After I ran up the aisle and kissed my mother, I remember only that her cheek was cold as stone in winter and that it shocked me.
Someone took me home. I was not at my mother’s funeral. They told me that my father was there, but he did not come to the house.
I am not exactly an orphan, but I feel like one.
My older cousin Brites tries to console me. She is not exactly an orphan either. Her father, my uncle, died before she could remember him. When she was little, her mother brought her and her brother to our grandmother’s house, and she did not come back for them. Brites misses her mother too.
She said, you know what I do? I take my pillow and pretend that it is my mother, and I hug it. It helps.
That night, I take my pillow, but I don’t want to hug it. I hurl it across the room. I am about to go and pick it up when I remember Titi in the other bed. She looks asleep, but I don’t take the chance of waking her. I sleep without my pillow.
I have a dream. There is a place that does not look real. It is outdoors. The sky has grey and blue clouds. Everything is glowing with a strange blue light. To the side, I see a stream of people, all dressed in simple gowns, slowly walking past me. Each person walks alone, one behind another. They do not look at me. They look in the distance, straight ahead.

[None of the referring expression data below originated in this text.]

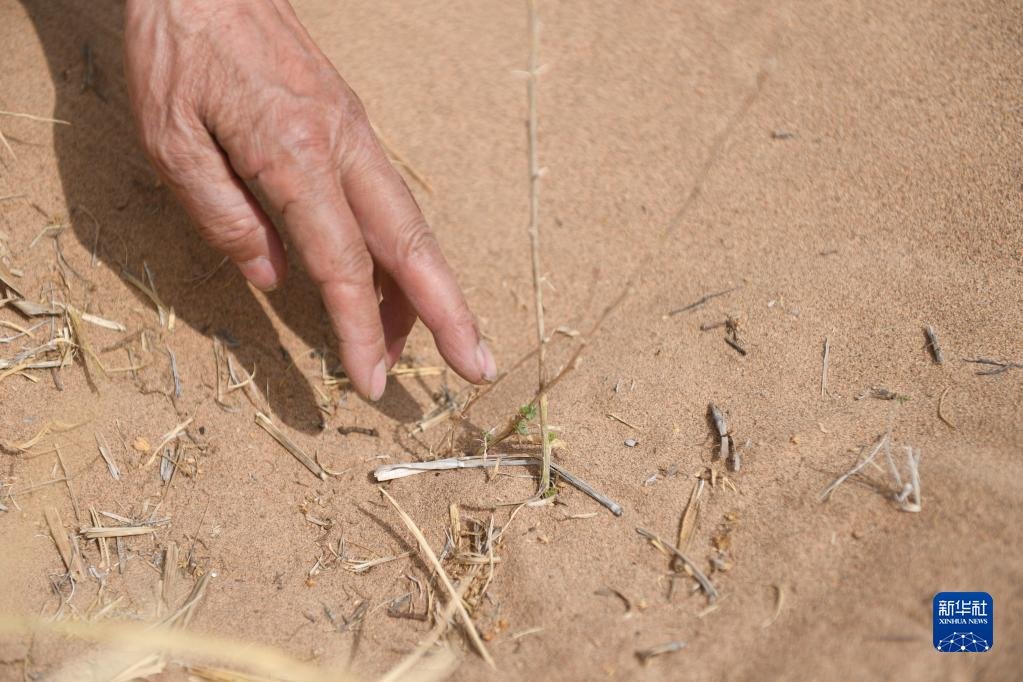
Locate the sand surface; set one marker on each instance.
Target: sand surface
(853, 169)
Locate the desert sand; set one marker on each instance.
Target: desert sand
(849, 172)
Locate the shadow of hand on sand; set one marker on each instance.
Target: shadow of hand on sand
(103, 172)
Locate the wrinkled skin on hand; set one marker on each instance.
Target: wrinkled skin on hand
(235, 91)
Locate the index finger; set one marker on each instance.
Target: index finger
(402, 242)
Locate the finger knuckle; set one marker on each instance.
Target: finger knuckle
(230, 233)
(305, 140)
(416, 245)
(351, 268)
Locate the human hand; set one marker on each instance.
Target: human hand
(235, 90)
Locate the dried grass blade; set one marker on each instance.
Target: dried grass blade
(428, 552)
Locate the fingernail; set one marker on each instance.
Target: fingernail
(260, 272)
(394, 351)
(485, 361)
(379, 381)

I see my mother. She looks different, but I am sure it is my mother. She is like the others, walking past me, looking in the distance. I call out to her. She does not seem to hear me.
Someone lets me know that my mother has to go on her own journey. But she will be fine. And I too, will be fine.
Many years later, when I saw “View of Toledo” by El Greco, it was like seeing the landscape in that dream. Instead of the line of towers, there was a line of people that started at my left.